Anicée n’avait reçu aucune lettre de Morenita depuis celle de Nice que nous avons transcrite. Elle avait su son séjour de trois mois à Gênes, et avait attribué son silence à l’oubli le plus complet ; elle en avait souffert, mais sans élever une plainte qui pût faire remarquer à son mari et à sa mère les torts de l’enfant qu’elle chérissait toujours. Elle avait su ensuite le retour d’Espagne du duc de Florès et le départ de sa famille pour Paris. Mais elle ignorait qu’on eût laissé Morenita à Turin. Seulement, au bout de deux mois, elle avait reçu en Italie des nouvelles de Clet, qui, ne voulant pas s’expliquer clairement sur cette aventure, l’avait jetée dans de grandes perplexités. Ses instances avaient obtenu qu’il fût plus explicite, et la lettre qu’on vient de lire, et dont nous avons omis le commencement, lui révélait enfin la vérité.
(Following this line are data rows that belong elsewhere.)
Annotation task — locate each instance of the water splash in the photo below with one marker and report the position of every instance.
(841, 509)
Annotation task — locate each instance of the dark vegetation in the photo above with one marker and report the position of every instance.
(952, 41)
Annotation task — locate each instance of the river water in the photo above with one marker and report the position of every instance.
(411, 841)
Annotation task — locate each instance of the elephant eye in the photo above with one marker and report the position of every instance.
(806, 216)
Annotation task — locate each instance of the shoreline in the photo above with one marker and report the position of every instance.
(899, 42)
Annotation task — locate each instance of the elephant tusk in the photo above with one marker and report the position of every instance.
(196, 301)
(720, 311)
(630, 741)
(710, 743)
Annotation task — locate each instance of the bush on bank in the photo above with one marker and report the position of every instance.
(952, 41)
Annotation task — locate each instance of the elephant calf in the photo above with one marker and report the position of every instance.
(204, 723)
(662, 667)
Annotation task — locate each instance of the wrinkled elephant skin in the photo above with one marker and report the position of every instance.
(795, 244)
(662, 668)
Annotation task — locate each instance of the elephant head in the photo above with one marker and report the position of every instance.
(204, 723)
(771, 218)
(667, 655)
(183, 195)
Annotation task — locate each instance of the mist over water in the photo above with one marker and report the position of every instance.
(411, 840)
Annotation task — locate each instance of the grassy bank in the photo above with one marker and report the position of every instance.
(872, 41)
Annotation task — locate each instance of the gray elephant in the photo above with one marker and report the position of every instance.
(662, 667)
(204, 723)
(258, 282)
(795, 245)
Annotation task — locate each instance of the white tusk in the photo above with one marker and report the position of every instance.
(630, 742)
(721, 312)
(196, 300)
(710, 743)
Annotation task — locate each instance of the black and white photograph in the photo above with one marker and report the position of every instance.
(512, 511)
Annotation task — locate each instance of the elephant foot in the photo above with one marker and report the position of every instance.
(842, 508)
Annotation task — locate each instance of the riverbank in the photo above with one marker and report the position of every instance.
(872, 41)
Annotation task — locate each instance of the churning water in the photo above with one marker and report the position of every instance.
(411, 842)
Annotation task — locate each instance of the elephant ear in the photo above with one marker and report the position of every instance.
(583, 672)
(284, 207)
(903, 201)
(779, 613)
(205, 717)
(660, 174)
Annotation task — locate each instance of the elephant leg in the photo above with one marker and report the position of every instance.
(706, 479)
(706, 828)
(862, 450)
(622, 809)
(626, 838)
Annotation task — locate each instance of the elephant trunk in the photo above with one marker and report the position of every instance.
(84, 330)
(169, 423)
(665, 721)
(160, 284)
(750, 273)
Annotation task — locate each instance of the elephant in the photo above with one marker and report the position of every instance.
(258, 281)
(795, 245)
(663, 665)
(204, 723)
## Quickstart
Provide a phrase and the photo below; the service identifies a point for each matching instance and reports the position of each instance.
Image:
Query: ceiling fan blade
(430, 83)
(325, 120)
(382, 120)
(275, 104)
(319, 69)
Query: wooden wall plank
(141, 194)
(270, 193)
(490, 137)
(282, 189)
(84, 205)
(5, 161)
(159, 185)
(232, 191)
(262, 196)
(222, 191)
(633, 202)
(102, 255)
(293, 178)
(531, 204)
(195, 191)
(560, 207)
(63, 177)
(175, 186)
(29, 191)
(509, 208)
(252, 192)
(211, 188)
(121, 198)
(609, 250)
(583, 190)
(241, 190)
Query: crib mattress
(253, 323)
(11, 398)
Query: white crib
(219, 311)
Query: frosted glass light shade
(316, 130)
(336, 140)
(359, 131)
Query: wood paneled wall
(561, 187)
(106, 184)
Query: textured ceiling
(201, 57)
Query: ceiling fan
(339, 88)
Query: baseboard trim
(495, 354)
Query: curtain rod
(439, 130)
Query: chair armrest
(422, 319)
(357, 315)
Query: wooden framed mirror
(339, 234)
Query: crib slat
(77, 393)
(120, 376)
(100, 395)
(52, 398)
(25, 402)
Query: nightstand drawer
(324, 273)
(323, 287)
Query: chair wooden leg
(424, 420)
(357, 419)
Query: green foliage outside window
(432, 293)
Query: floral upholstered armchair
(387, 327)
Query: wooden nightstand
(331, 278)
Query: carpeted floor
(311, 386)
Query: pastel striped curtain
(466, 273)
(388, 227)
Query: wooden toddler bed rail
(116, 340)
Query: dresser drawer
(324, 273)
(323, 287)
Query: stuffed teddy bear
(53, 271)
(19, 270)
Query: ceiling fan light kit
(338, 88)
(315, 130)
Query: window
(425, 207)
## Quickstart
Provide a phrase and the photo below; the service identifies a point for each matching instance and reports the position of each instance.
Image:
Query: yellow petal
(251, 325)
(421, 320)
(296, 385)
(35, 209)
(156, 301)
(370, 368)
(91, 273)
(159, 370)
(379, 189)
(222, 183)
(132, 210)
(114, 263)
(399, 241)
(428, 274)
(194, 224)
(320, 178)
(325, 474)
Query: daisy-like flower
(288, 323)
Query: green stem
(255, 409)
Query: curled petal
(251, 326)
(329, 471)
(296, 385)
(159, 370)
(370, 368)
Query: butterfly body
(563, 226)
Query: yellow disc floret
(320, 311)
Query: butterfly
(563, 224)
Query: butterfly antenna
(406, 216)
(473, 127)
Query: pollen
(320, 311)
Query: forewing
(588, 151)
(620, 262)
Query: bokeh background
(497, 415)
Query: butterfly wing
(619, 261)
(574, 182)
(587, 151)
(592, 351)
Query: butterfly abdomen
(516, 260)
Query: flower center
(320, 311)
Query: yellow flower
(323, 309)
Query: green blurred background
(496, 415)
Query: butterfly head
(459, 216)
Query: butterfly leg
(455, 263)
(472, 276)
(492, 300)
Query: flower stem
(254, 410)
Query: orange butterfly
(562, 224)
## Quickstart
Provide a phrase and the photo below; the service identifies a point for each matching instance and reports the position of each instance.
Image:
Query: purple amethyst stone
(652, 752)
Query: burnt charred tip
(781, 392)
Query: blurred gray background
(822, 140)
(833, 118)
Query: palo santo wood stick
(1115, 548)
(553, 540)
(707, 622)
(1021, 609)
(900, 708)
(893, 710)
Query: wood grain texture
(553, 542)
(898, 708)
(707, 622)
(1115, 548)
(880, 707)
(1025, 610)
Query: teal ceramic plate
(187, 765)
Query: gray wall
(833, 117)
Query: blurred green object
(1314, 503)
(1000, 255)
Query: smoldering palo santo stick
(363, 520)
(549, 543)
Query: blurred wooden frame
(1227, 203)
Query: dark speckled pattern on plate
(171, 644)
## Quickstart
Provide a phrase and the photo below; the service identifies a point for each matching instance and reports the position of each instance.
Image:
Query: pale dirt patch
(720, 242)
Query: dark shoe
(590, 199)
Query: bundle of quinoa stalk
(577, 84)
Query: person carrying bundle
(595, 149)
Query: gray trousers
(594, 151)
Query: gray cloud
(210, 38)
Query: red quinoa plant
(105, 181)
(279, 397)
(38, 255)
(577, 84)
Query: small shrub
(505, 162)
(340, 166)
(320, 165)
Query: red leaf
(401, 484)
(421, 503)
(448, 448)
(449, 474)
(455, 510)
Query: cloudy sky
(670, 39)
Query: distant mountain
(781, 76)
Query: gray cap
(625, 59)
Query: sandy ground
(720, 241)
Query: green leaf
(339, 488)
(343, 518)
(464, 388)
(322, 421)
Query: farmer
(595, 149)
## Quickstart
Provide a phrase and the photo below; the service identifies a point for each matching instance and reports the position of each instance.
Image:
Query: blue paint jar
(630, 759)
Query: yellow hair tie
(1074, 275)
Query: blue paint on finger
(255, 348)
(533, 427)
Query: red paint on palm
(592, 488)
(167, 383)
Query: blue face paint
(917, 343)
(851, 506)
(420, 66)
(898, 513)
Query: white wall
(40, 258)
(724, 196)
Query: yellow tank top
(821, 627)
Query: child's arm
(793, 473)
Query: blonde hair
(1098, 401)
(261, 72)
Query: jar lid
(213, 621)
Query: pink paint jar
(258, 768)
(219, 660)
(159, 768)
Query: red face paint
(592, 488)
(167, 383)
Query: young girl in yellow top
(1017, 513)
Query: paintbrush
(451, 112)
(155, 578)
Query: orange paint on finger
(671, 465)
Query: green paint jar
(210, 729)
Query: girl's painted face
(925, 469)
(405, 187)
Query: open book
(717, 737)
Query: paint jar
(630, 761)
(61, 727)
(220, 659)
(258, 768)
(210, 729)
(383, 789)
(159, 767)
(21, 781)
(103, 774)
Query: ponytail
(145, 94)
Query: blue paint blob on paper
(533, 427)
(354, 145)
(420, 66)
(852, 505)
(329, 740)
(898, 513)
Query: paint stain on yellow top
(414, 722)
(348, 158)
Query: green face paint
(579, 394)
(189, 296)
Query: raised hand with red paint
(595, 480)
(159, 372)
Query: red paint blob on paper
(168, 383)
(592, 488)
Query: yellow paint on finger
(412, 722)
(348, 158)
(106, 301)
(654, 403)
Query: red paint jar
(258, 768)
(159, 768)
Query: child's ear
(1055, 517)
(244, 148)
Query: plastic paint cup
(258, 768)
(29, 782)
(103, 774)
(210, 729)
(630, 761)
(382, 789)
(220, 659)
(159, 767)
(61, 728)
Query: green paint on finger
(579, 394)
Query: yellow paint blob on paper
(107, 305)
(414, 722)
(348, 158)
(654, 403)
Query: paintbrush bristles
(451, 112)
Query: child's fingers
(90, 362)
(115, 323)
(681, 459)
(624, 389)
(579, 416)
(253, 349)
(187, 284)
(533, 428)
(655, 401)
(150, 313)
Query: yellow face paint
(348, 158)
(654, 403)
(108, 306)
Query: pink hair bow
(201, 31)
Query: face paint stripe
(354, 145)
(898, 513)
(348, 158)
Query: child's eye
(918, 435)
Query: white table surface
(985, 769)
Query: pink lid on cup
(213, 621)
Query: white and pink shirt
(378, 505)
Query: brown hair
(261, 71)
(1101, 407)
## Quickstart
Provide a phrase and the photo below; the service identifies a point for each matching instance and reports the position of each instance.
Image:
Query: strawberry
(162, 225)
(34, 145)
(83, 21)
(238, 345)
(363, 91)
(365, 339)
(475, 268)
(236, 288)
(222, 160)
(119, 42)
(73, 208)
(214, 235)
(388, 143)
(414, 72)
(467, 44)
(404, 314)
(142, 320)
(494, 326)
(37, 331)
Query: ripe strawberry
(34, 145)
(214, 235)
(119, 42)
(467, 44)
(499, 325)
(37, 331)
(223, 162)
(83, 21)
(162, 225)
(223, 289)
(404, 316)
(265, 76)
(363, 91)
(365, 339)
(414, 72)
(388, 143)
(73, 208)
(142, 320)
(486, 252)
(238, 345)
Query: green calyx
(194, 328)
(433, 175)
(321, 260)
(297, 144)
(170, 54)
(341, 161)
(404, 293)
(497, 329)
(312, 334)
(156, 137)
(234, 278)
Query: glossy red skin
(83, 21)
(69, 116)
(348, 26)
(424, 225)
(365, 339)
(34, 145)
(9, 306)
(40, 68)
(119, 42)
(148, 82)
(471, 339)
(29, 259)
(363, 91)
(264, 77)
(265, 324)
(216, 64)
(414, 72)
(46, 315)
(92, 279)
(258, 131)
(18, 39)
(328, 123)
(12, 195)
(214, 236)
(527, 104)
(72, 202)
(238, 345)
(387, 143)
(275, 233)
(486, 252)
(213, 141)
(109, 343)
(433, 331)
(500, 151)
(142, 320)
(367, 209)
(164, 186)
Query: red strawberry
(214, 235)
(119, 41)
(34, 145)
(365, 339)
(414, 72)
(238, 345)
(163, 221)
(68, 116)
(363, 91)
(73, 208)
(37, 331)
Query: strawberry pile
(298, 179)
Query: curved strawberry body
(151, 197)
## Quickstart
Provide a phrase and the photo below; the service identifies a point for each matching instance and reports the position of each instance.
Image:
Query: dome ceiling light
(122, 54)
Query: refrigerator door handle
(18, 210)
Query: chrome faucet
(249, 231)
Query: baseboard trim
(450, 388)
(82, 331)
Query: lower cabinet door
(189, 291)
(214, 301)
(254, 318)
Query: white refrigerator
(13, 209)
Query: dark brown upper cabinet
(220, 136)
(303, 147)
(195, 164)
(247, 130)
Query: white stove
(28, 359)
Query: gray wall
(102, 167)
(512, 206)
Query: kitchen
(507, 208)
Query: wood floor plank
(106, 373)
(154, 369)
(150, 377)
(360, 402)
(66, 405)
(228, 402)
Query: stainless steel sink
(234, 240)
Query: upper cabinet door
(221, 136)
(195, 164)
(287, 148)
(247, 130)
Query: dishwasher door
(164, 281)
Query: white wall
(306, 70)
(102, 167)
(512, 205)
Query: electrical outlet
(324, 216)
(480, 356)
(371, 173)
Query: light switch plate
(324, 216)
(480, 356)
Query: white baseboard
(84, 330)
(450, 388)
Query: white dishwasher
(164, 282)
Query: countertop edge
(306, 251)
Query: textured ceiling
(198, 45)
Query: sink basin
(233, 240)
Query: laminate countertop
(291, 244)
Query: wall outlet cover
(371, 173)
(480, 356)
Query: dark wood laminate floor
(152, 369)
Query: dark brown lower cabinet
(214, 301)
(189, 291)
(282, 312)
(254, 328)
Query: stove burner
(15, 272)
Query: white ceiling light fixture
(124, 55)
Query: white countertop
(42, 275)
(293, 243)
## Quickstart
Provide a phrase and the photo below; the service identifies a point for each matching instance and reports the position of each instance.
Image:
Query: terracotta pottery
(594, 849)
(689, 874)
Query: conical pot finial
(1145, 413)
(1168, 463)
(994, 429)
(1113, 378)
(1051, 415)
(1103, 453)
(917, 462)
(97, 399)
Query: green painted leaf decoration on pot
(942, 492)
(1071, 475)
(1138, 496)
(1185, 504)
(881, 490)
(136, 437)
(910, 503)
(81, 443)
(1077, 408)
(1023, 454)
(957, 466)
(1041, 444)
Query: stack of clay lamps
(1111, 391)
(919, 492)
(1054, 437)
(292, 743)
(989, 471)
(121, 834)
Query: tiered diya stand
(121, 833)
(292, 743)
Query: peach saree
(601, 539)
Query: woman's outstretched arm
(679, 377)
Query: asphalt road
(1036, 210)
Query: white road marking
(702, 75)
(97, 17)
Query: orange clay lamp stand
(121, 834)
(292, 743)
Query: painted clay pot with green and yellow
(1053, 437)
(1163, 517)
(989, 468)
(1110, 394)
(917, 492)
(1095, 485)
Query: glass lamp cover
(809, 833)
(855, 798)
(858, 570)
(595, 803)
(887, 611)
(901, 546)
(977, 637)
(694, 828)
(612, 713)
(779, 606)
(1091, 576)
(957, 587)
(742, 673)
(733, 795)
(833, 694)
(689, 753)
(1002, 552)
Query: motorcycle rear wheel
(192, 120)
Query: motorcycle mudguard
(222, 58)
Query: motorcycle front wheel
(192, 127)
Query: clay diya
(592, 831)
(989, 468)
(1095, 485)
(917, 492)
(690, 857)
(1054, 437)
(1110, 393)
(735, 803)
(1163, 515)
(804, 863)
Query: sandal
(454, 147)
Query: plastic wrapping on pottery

Madame Marange s’était trouvée assez grièvement malade à Genève, au moment de retourner à Briole avec ses enfants. Elle était encore hors d’état de supporter un voyage quelconque. Anicée, ne pouvant la quitter, supplia Stéphen de courir à Turin, afin de pénétrer enfin le motif de la conduite de Morenita envers elle, de vaincre sa résistance et de la ramener avec ou sans l’assentiment du duc, celui-ci ne paraissant pas remplir avec intelligence ses devoirs de tuteur ou de père.

Stéphen éprouvait une grande répugnance à se charger de cette mission. Il eût voulu la confier à Roque, mais personne n’était moins propre à la remplir, quelque bonne volonté qu’il pût y mettre.

Stéphen voyait l’angoisse de sa femme si pénible, qu’il ne savait que faire pour y remédier sans risquer auprès de Morenita une démarche qui lui paraissait pourtant de nature à empirer sa situation.